For Mike, most of August has been spent working in the shop readying the combines for harvest by making repairs such as replacing plastic skid plates and leaking hydraulic cylinders. While the fixes turned into a longer project than anticipated, the importance of limiting downtime is real since the harvest season in this northern climate is typically compressed into three weeks before weather turns gnarly.
One bright spot this year on the repair front is the availability of replacement parts has improved. "Dealers may not have a part on hand, but they can generally get it in two days now," he said.

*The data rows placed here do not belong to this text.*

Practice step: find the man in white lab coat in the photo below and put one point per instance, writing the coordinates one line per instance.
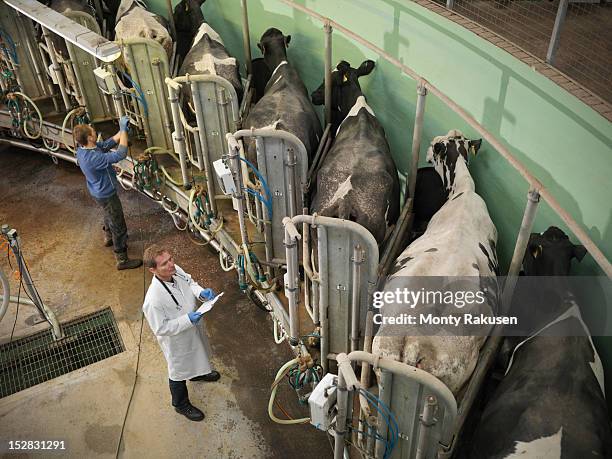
(169, 307)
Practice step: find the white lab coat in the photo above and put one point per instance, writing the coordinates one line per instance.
(184, 344)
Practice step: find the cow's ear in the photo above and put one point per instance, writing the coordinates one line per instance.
(579, 252)
(475, 145)
(440, 149)
(365, 68)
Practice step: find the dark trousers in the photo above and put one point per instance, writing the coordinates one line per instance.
(180, 396)
(114, 222)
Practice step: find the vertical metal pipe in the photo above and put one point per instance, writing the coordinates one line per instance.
(79, 80)
(533, 199)
(328, 65)
(340, 430)
(161, 77)
(44, 83)
(56, 69)
(234, 157)
(416, 138)
(246, 40)
(259, 215)
(371, 429)
(323, 293)
(385, 382)
(171, 18)
(222, 100)
(210, 179)
(356, 260)
(554, 39)
(178, 135)
(290, 180)
(427, 421)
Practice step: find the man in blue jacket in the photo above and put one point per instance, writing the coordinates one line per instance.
(96, 161)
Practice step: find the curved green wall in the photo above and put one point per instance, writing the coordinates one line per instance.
(563, 142)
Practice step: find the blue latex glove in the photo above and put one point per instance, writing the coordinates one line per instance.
(194, 317)
(207, 294)
(124, 123)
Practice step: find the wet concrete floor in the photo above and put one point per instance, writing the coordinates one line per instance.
(60, 227)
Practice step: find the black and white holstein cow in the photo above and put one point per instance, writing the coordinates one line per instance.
(285, 104)
(134, 20)
(459, 242)
(358, 178)
(550, 403)
(200, 48)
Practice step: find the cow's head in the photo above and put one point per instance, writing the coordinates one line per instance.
(273, 45)
(445, 151)
(345, 89)
(188, 16)
(550, 253)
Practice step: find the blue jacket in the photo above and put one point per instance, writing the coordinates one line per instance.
(97, 165)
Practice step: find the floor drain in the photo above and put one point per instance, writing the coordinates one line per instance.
(37, 358)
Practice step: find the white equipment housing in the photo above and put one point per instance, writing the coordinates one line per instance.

However, price is another story. "I don't think the cost of parts has risen much more in the past year, still there's always a thought in your head: 'How much can they possibly charge for that?' And, when the bill comes it's almost always 30% more than you expected," Mike said.
Mobile communication between workers may be the single biggest harvest helper, he noted. "We try not to switch ends of the farm too often during harvest. It can kill a half day just moving the whole parade of equipment 15 miles to get set up again," he said.
Last year they added a second combine to the equipment lineup and converted that machine from an 8-row to a 12-row (30-foot) head. That upgrade threatened to push their grain cart capacity, so a new 1,050-bushel-capacity cart debuts this fall.
On-farm storage and the ability to avoid elevator lines is another time saver. So is the ability to dry the crop if needed. "It's nice when the crop finishes naturally. But when we have these abrupt things that shut down the plant early, such as drought or disease, the crop is more variable and sometimes needs a bit of drying," Chandra said.
When it comes to tips for improving harvest efficiency, the philosophy at the Langseth farm is to practice patience. "We're kind of a slow and steady type operation and really methodical about that next step," she said. "We like to think through things. We like to prepare in a planned and thoughtful way to stay ahead.
"I take pride in all those things because I think it puts us in a mindset of being ready for the challenges. We do these preparations knowing that every plan we make can easily go to crap. Being prepared is being able to mentally adjust and roll with whatever upsets the plan in a calm and measured way," she added.